One thing we see is that Species
and Petal.Length
have a high ICC. We can plot this relationship to verify this:
iris %>%
ggplot(aes(x = Species, y = Petal.Length)) +
geom_jitter(width = 0.1) +
theme_minimal()
Petal length differs a lot between species and relatively little within a species, giving rise to the high ICC value.

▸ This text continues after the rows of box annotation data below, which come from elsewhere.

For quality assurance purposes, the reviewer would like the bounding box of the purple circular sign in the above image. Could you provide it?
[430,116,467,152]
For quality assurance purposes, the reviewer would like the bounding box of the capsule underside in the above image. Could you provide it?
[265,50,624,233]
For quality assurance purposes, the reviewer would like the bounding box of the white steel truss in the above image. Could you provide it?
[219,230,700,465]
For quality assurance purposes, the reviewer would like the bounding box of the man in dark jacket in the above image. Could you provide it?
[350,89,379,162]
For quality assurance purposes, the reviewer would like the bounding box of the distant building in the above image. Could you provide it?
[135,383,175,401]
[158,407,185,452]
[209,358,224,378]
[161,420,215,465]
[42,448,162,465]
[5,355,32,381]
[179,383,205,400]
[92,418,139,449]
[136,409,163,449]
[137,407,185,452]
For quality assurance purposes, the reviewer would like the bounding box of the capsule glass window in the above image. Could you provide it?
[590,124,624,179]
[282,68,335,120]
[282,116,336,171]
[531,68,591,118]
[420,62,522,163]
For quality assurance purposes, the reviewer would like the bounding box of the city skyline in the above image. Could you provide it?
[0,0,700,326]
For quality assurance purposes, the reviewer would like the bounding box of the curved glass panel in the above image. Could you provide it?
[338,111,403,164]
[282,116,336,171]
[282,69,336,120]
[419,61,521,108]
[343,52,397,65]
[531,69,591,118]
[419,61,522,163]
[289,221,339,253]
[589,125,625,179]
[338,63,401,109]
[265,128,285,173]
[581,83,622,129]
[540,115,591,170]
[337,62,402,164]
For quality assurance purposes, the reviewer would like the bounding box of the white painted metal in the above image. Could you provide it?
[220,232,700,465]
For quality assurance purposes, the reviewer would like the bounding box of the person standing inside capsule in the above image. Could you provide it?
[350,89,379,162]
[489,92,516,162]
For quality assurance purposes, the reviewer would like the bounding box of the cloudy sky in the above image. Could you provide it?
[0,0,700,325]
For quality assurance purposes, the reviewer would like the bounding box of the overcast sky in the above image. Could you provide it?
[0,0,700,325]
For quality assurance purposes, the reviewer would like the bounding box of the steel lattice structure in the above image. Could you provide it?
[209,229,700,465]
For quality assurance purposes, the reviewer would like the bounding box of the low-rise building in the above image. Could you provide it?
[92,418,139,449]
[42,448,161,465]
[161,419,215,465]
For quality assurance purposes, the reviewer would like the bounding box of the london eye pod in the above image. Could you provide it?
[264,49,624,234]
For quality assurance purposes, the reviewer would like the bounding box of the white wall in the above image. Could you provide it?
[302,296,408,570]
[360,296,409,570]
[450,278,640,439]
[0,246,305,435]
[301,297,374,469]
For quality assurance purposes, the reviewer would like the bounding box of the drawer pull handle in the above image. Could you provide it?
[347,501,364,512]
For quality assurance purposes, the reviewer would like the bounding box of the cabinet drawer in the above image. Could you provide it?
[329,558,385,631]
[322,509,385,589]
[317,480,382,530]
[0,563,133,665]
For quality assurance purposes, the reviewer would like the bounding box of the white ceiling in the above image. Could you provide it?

The relationship between Sepal.Width
and Species
is less strong; it looks like this:
iris %>%
ggplot(aes(x = Species, y = Sepal.Width)) +
geom_jitter(width = 0.1) +
theme_minimal()
There’s still some separation here, but it’s clear it’s not as strong as the previous relationship.
one more time
Let’s try a different dataset:
x <- read_csv("http://datadryad.org/bitstream/handle/10255/dryad.154475/mating_success_allometry_2014.csv?sequence=1")
head(x)
A tibble: 6 x 12
number sex pw el fl fw tl month `date tagged`
<chr> <chr> <dbl> <dbl> <dbl> <dbl> <dbl> <int> <int>
1 w1 m 4.0 12.4 10.2 3.4 8.3 7 21
2 w2 f 3.3 12.2 6.8 2.8 5.4 7 21
3 w3 m 4.1 14.8 10.8 3.7 9.3 7 21
4 w4 f 3.8 12.4 6.5 2.8 5.2 7 21
5 w5 m 4.0 13.3 10.2 3.5 8.1 7 21
6 w6 f 3.4 11.2 5.8 2.6 5.4 7 21
# ... with 3 more variables: matings <int>, relfit <dbl>,
# allometry <int>
Make factors where necessary:
x$sex <- factor(x$sex)
x$month <- factor(x$month)
x$`date tagged` <- factor(x$`date tagged`)
# plot the result
eda(x, plot = TRUE)
By can verify individual relationships by plotting them directly:
x %>%
ggplot(aes(x = sex, y = fl)) +
geom_jitter(width = 0.1) +
theme_minimal() +
ggtitle("sex by fl")
caveats
- complex experimental designs
If your experimental design is complicated, a pretty simplistic approach like this won’t work.
- trust but verify!
Don’t start penning your letter to Nature once you see something significant. This is really only meant to give you a sense of idea of interesting relationships. Use it to narrow down your search, then exhaustively test the most interesting relationships directly.